How I Built This Blog

I have received a number of compliments on my blog's style or theme and even more requests for details on the blogging environment. So here's how I built my blog.

When my post Why I Keep a Research Blog was discussed on Hacker News, a number of commenters mentioned my blog’s simple style and asked for the details of the blogging environment. Since then, I have received many emails along the same lines. However, until now, I haven’t put time into making my blog’s theme accessible for a simple reason: I want to focus on clear and thorough technical writing, not meta-posts about writing. In fact, I think a failure mode of writing is using how to write to delay the act itself. Think of a person who spends half a Saturday researching blogging platforms rather than, you know, blogging. But after yet another email, I wondered: maybe I’m ignoring an opportunity to be useful because I want to be useful in some other way. So whatever. Here’s how I built this site.

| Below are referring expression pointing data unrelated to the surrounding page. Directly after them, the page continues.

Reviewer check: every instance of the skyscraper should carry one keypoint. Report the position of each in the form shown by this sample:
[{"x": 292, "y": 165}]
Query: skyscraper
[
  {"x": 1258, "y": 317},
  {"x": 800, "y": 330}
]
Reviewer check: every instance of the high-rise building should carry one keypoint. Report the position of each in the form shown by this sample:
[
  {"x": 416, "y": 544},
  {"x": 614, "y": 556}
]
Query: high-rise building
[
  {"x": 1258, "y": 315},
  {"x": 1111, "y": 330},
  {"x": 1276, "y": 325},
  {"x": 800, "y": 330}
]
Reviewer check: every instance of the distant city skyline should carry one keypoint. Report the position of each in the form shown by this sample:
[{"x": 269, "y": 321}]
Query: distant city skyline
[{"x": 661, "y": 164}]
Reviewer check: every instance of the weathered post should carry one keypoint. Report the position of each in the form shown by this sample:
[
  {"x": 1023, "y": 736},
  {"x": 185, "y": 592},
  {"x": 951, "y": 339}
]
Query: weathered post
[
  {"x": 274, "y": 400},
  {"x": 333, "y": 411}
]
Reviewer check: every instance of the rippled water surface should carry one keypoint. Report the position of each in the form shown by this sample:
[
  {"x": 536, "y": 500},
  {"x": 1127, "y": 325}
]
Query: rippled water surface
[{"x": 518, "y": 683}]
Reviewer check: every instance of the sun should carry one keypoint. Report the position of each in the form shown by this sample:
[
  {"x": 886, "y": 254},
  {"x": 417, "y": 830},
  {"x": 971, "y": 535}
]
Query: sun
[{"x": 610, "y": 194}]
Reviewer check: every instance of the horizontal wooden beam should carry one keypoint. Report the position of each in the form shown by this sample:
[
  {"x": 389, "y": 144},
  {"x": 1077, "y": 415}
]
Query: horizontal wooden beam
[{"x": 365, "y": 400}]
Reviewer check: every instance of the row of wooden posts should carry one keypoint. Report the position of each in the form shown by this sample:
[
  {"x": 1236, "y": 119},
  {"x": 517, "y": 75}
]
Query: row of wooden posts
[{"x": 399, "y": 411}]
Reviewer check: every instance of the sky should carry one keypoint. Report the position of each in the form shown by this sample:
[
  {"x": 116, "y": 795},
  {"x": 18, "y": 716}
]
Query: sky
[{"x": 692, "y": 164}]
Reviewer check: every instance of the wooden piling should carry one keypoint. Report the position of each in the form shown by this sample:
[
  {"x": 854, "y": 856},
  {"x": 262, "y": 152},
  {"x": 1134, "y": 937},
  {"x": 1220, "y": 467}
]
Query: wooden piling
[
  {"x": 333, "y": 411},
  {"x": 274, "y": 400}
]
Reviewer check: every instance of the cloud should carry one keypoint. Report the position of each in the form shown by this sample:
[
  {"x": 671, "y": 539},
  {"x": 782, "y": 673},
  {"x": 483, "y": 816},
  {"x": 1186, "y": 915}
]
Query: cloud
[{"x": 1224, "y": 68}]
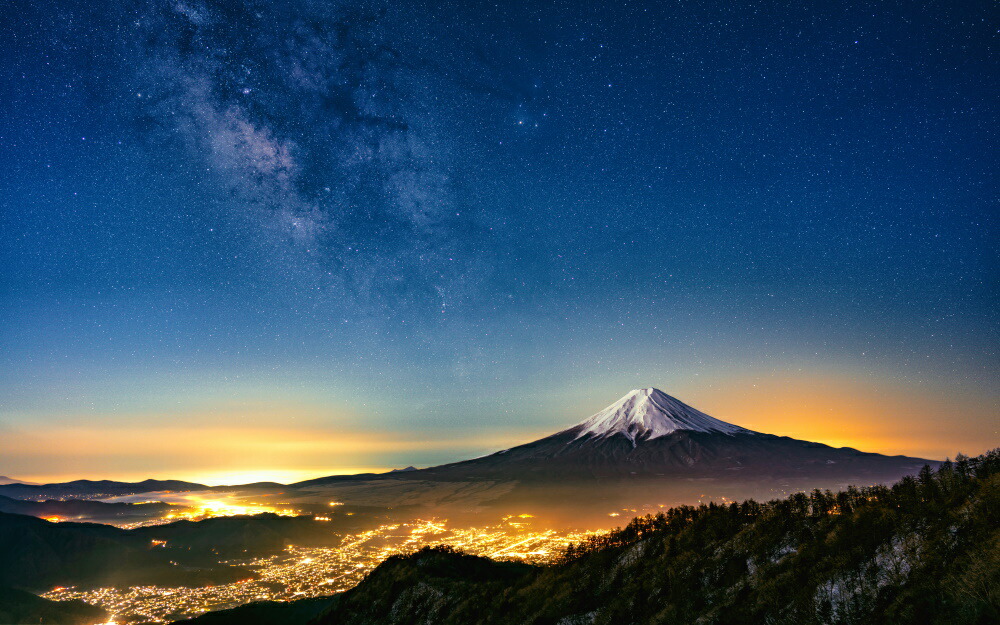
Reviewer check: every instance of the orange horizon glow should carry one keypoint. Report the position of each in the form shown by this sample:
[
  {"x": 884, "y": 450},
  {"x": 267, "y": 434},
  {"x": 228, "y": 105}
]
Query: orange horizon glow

I assume the reader is technically competent but may not have much web development experience. Apologies if this is too basic. For the eager, here’s my GitHub repo.

Static pages

First, I don’t use a blogging platform or theme. I just use Jekyll, which is a static site generator, with my own custom layout. I like Jekyll because it allows me to write plaintext Markdown files, which it then compiles into static web pages. At a high level, all you need to do to replicate my site is to compile your own Markdown files using Jekyll while including my layout and CSS. Then host the files however you’d like. My hunch is that the people who like my website like the simplicity. Blogging platforms are often overstylized, and dynamic sites can distract from the content.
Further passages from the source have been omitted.